Will these PWIs (present without inspection) be eligible to adjust status? Unclear? Are they working "abroad" for purposes of L visas? Yes, as it turns out. One thing is clear: Legal Permanent Residents (so-called "green" card holders) who wish to base a naturalization application based on physical presence in the CNMI will NOT be able to do so for pre-29 November 2009 periods of time. Isn't this esoterica fun? --jcf
Beginning January 4, 2010, applicants for visas or greencards will no longer be considered inadmissible for being HIV positive. Early last month, the Health and Human Services Department (HHS) removed HIV (human immunodeficiency virus) from the definition of a "communicable disease of public health significance."
This marks a major success by immigration advocates like Fong & Aquino and HIV/AIDS health advocates. J Craig Fong was cited in a recent Los Angeles Times article as one of the few immigration attorneys in the nation who work with HIV positive immigrants and who has been extremely successful in HIV waiver applications with the USCIS to overcome this ban.
Fong & Aquino applauds the Centers for Disease Control, the HHS, and USCIS in recognizing that the ban against nonimmigrant visa and permanent residency applications by HIV positive individuals was wrong. --ecf
Because the debates about Health Care Reform are taking so much of the Congress' energy, the Obama Administration believes that Comprehensive Immigration Reform (CIR) will not be considered by the Congress until the beginning of 2010. Fong & Aquino has many clients in Los Angeles, CA and throughout the nation who would benefit from the passage of CIR. In a recent article, President Obama restated his commitment to humane immigration law reform.

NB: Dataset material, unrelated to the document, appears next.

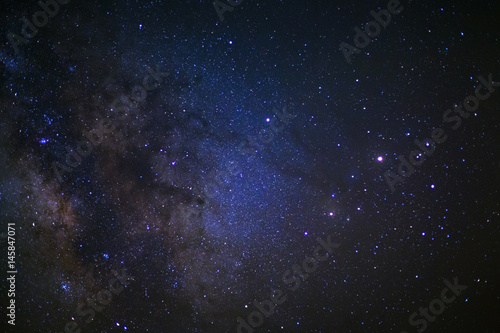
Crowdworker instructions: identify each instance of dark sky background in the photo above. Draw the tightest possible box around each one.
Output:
[0,0,500,333]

Two of the most anticipated provisions of CIR would be the Development, Relief, and Education for Alien Minors Act (DREAM Act) and the Uniting American Families Act (UAFA).
The DREAM Act would allow the normalization of the immigration status of certain undocument students who were brought prior to age 16 to the United States by their parents or guardians. These students have lived and been educated in the USA, and it would be fundamentally unfair to deny them immigration status, when they did not come to the USA through their own decision, and when the USA is often the only country these students have ever really known.
UAFA would correct a long-standing inequity under immigration law and would permit US Citizens and Legal Permanent Residents to petition for and bring their permanent partners to the USA on the same footing and subject to the same conditions as traditional married couples.
Although CIR will not be debated in Congress until the beginning of 2010, we are still urging Americans to be ready to write both of their Senators and their Congressional Representative in support of CIR. Further, we are also asking Americans also to write their state governors and full city councils, encouraging them to contact Washington to urge passage of CIR.
A Southern California politician and some anti-immigrant activists are seeking to put a measure on the California ballot that would deny a "regular" California birth certificate to children born in the USA, if the parents are unlawfully present in the country. The initiative would also limit the public benefits such citizen-children could receive. The immigration law firm of Fong & Chun opposes this initiative.
Not only does this cynical, divisive initiative cripple the State's ability to look after all the children who reside in California, but the change it proposes violates the US Constitution. Do not let a radical right-wing measure create second-class citizens!
Please contact your friends and family and urge them to oppose this mean-spirited and unconstitutional measure.